The diesel fuel’s calorific value depends on a good approximation to its density, and increases with increasing density. Therefore, if fuels with greatly differing densities are used with the fuel injection pump kept at the same setting, (volume metering by the pump is constant), shifts occur in the mixture composition owing to the fluctuations in the calorific values, which in turn leads to increased soot emission for high densities, and a reduction in output power for low densities.
Diesel fuels contain sulphur in chemically bound form, depending on the crude-oil quality and the components used in the mixture. Crack components in particular have high sulphur contents, but these can be reduced by treatment with hydrogen at the refinery. Since sulphur is converted into sulphur dioxide (SO during combustion in the engine (this substance is environmentally hostile owing to its acidic reaction), maximum permitted sulphur content is limited by law.
It has been reduced in several stages in recent years, and since 1 Oct 1996 must not exceed 0.05% by weight in Europe. Of course in Australia we are still waiting to see these low levels 10 year later!!
The intention is to reduce the mass of emitted particulates which, in the case of catalytic exhaust gas aftertreatment, also contain sulphates in addition to soot.
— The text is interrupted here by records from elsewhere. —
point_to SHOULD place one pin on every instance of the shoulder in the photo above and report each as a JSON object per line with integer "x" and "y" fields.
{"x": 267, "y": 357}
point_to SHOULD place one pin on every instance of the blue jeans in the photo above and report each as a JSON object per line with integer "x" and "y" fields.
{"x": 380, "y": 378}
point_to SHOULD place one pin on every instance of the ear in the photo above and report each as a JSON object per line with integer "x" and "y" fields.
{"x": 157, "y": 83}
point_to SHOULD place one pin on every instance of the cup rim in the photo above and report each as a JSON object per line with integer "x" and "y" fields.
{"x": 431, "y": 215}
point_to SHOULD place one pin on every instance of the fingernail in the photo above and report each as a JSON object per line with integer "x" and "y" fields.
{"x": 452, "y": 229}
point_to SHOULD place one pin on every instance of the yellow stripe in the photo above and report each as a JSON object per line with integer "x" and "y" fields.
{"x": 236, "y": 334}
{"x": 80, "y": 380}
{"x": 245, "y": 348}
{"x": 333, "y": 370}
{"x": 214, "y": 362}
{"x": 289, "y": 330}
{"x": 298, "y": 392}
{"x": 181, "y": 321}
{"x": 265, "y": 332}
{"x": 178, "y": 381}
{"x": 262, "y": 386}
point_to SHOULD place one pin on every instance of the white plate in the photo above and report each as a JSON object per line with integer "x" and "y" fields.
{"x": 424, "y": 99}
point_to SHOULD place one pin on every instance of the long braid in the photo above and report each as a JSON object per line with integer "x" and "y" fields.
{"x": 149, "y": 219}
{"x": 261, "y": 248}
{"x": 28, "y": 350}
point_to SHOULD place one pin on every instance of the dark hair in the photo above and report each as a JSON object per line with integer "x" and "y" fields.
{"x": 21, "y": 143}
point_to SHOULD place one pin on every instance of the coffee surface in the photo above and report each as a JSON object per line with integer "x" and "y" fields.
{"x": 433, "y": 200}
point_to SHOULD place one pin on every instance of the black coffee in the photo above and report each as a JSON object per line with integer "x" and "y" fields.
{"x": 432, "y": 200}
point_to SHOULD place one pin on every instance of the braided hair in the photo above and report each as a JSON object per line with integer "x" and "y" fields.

Quality improvement by the addition of additives, as has been common practice with petrol for years now, has recently also become popular overseas for diesel fuels (“super-grade” or “premium-grade” diesel fuel). Additive packages are mostly used which have a multiple effect:
-Ignition improvers raise the cetane number and are responsible in particular for quieter combustion.
-Detergents to prevent nozzle coking.
-Corrosion inhibitors to prevent corrosion of metal parts (in the event of water being entrained into the fuel system).
— Anti-foaming agents to facilitate tank filling.
The overall concentration of additives is generally below 0.1%, so that the physical characteristics of the fuel, such as density, viscosity, and boiling curve do not change.
BioDiesel is the name for a variety of ester-based oxygenated fuels made from vegetable oils or animal fats. The concept of using vegetable oil as a fuel dates back to 1895 when Dr. Rudolf Diesel developed the first diesel engine to run on vegetable oil. Diesel demonstrated his engine at the World Exhibition in Paris in 1900 using peanut oil as fuel.
It is generally made from domestically produced, renewable oilseed crops such as soybeans, canola, cotton seed and mustard seed.
In general, biodiesel will soften and degrade certain types of elastomers and natural rubber compounds over time. Using high percent blends can impact fuel system components (primarily fuel hoses and fuel pump seals), that contain elastomer compounds incompatible with biodiesel. Manufacturers recommend that natural or butyl rubbers not be allowed to come in contact with pure biodiesel. Biodiesel will lead to degradation of these materials over time.
Cold weather can cloud and even gel any diesel fuel, including biodiesel. Users of a 20 percent biodiesel blend will experience a decrease of the cold flow properties (cold filter plugging point, cloud point, pour point) of approximately 2-3’C. Neat (100 percent) biodiesel will gel faster than petrodiesel in cold weather operations.